El calentamiento empezó por enseñar al candidato a Presidente de la AN, a hablar frente al micrófono, sin ese acentito montuno que le distingue. El tipo llegaba con su chaquetica Wilcox verde, llena de canas, tartamudeando su nombrecito agringado y con cara de Concejal de Betijoque. Pero el trabajo rudo vino un poco después cuando, a escasos días de las elecciones, nos tocó grabar la caravana de su compadre, el Sr. Verruga, desde Maracay hasta Valencia. Y es que el camino a la Silla sigue siendo el mismo y un candidato presidencial no es nada sin la chusma. Vox Populi, Vox Dei.
—Qué día tan glorioso, guardaré estas memorias para mis nietos —me dije. Arrancamos de Maracay en un camión de los que se usan para ir al río a hacer sancocho. Allí íbamos: 4 periodistas del Palacio, 2 del canal del Estado, 2 fotógrafos, mi jefe con la cámara de cine, su asistente, mi camarógrafo y yo. Éramos los primeros, atrás nos seguía una docena de policías rodeando al sapo hinchado, quien se sentía Negro Primero montado en el techo del Jeep.

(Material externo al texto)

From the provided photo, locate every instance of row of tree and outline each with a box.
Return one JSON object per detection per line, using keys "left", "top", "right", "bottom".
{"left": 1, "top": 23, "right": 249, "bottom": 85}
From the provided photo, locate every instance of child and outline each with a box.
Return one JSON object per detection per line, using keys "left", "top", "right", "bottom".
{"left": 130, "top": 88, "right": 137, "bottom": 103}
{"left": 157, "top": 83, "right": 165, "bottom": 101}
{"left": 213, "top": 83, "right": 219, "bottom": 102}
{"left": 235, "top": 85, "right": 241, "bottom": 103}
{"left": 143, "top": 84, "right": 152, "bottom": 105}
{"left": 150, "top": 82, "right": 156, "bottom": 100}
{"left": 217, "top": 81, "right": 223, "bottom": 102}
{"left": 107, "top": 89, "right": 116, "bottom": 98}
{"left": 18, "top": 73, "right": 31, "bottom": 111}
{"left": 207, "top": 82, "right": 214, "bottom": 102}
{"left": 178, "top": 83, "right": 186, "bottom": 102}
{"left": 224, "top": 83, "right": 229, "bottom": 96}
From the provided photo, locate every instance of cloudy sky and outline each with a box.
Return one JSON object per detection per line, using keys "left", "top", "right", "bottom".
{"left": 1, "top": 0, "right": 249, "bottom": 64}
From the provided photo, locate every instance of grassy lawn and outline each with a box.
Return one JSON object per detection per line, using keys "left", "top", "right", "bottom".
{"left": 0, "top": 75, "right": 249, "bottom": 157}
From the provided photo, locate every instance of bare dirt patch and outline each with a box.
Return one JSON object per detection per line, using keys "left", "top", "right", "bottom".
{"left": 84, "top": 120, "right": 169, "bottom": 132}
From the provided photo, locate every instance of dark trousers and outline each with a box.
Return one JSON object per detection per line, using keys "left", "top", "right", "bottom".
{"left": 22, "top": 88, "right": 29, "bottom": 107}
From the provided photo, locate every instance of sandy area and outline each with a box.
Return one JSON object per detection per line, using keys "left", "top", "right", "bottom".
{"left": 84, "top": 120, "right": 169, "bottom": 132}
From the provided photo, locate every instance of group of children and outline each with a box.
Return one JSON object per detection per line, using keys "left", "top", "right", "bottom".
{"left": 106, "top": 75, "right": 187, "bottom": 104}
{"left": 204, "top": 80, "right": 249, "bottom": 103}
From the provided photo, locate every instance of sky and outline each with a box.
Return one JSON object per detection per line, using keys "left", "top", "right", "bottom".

Por la Av. Las Delicias vi mujeres salir corriendo de una peluquería, con los rollos resbalando por la bata, mientras perseguían la caravana. Hombres peleando por darle cartas, manitos de azabache, retratos de la Virgen, pasarle al niño para que lo bendijera y hasta un busto de madera tallada, con verruga y todo, por supuesto.
Yo veía todo esto como si estuviera enratonada. Todo me daba asco: el calor, la gente, las periodistas sintiéndose Barbara Walters y sobre todo yo misma, parada justo en frente del folklore venezolano, cual Papa—móvil tercermundista entre las curvas de Mariara y la carretera de tierra. Fue justo ahí, cuando luego de 3 horas de verlo a tan pocos metros, el galán de pollera se fijó en mí. Habíamos parado de grabar, porque creímos que no sería muy agradable ver una cuña con el Excelentísimo, con el cachete abombado chupando ciruelas de huesito. Cuando sus ojos se posaron en mí, yo ya empezaba a sentirme protagonista de algo muy bizarro. Entonces con cara de Joey Tribbiani me ofreció la bolsa de ciruelas diciendo:
—¿Quieres…? ¡¡Agárrala pues!!.
Dicho lo cual la arrojó, para total éxtasis de mi jefe, quien me metió un codazo emocionado. Como único acto de dignidad, dejé que la bolsa cayera a mis pies, con mi cara de Comunicadora Social de la Católica, mientras todos mis compañeros se lanzaban a recoger las ciruelas verdes y sucias, que ya rodaban por el piso del camión. Yo los veía comérselas cual si comulgaran. En medio de su alegría, no entendían por qué yo seguía paralizada viendo a ese ser patético, sonriendo cual caraqueño en el ferry lanzándole monedas a los niños.
Luego de la ofrenda frutal, fui la más popular del camión lo que restó del viaje. En la noche, mi jefe, que ahora si parecía un jabalí sudado, nos llevó a cenar paella y me hizo el honor final de dedicarme «Caballo Viejo», en el Piano Bar mas rococó de toda Valencia.
Una semana más tarde, luego de las elecciones, renuncié sin avisar a mi también envidiable puesto, luego de que mi jefe me tirara a morder al despedirnos una noche al traerme a la casa.
De todas las cosas bizarras de mi vida, esta es una de mis preferidas.